One of the most important warranties to consider is the product warranty, which typically covers defects in materials and workmanship for a certain period, usually between 5 to 10 years. This warranty ensures that the manufacturer will repair or replace any defective parts during this period, free of charge.
Some batteries come with the battery cells and AC inverter separated out which have their own individual warranties. In these cases, the AC inverter usually has a warranty of 5 years which can be extended to 10 for a cost. All these details will be included in the datasheet from our proposals.
Yes. For example, you might be on an electricity tariff like Octopus Go that offers a peak rate of about 30p per kWh and an off-peak rate of 7.5p per kWh.

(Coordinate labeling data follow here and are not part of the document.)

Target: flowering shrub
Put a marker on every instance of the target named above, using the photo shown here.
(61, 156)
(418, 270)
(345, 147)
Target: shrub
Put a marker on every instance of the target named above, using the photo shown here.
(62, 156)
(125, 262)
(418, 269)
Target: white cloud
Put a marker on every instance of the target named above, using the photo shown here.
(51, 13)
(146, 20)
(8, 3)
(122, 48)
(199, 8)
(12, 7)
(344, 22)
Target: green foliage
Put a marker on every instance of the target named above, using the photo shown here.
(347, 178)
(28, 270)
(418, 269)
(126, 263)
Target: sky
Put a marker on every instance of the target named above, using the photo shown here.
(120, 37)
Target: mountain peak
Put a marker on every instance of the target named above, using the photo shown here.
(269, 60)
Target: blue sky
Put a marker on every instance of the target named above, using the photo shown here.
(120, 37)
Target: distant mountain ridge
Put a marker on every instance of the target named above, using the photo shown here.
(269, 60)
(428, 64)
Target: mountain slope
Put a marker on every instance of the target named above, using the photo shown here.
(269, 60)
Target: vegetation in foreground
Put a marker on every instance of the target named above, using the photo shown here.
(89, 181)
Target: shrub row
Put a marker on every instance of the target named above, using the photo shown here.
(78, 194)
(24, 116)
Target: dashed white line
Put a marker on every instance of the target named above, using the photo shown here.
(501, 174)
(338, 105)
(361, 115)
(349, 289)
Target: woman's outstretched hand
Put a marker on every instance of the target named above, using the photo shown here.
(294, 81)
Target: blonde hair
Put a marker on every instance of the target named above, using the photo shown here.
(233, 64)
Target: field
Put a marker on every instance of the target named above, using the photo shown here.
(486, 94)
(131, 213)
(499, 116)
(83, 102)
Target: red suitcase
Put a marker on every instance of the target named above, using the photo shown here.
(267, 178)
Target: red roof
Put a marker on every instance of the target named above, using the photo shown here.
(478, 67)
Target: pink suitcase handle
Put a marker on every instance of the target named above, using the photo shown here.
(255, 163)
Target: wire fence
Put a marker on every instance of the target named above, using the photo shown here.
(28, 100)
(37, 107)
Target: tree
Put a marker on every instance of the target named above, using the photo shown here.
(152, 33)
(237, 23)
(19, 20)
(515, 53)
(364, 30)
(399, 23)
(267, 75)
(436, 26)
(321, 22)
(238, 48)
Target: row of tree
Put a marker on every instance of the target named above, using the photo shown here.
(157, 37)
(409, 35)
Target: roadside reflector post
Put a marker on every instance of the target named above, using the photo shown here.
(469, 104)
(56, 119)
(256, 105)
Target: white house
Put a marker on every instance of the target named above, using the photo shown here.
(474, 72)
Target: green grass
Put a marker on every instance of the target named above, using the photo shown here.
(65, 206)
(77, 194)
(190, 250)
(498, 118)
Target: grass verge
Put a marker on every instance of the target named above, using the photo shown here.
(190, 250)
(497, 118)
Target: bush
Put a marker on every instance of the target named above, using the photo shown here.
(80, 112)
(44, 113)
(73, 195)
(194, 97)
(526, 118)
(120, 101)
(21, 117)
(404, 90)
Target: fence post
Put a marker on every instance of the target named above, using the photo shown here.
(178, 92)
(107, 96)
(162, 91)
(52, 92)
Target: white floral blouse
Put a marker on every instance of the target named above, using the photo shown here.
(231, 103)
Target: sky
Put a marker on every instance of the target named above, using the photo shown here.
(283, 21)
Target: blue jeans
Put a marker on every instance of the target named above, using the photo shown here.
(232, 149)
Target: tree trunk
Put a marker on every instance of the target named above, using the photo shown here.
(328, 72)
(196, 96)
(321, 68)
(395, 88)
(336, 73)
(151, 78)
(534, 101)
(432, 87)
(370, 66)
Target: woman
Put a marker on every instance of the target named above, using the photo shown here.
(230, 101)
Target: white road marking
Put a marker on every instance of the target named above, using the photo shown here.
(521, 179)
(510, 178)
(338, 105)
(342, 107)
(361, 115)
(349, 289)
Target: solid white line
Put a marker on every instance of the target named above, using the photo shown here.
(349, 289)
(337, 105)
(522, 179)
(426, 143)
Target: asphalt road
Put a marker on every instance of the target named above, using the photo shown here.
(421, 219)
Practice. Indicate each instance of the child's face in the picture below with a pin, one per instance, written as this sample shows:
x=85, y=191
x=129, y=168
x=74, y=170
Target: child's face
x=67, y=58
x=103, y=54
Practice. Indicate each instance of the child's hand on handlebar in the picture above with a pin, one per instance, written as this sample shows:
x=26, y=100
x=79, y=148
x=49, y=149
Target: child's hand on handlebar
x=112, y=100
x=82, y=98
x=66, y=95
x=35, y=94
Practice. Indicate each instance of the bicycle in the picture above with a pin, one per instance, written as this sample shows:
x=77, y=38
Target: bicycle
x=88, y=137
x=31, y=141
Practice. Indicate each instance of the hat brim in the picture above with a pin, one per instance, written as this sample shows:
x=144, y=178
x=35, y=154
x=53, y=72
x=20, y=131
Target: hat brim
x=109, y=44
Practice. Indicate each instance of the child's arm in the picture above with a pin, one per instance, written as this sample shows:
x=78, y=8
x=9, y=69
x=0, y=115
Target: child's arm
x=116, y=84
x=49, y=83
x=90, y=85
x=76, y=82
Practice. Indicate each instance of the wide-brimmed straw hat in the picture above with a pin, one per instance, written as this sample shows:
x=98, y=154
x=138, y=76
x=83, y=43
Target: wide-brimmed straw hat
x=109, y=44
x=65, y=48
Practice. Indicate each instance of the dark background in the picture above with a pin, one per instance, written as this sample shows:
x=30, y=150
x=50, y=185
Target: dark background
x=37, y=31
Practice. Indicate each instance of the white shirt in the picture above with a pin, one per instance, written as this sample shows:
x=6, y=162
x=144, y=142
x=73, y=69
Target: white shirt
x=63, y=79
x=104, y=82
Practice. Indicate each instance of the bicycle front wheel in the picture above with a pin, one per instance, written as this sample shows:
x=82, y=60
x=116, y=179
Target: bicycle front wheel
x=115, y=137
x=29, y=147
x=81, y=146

With battery storage, you can fill the battery at night with electricity costing you 7.5p, and then automatically have the battery discharge the electricity during the day when you would normally be paying 30p. All that night-time stored energy used during the day saves you 22.5p per kWh!
Panels produce electricity in direct current (DC), but your house needs power in alternating current (AC) for most appliances. Therefore, an inverter is required, to transform the energy from DC to AC.
In an AC coupled battery set-up, your battery has its own dedicated inverter, separate from the main solar inverter. Solar panels produce DC power, the solar inverter turns it to AC, with any excess flowing to the battery where it is turned back to DC by the battery’s inverter. If the battery is required to discharge, it uses its own inverter to turn the energy back to AC to meet the home demand.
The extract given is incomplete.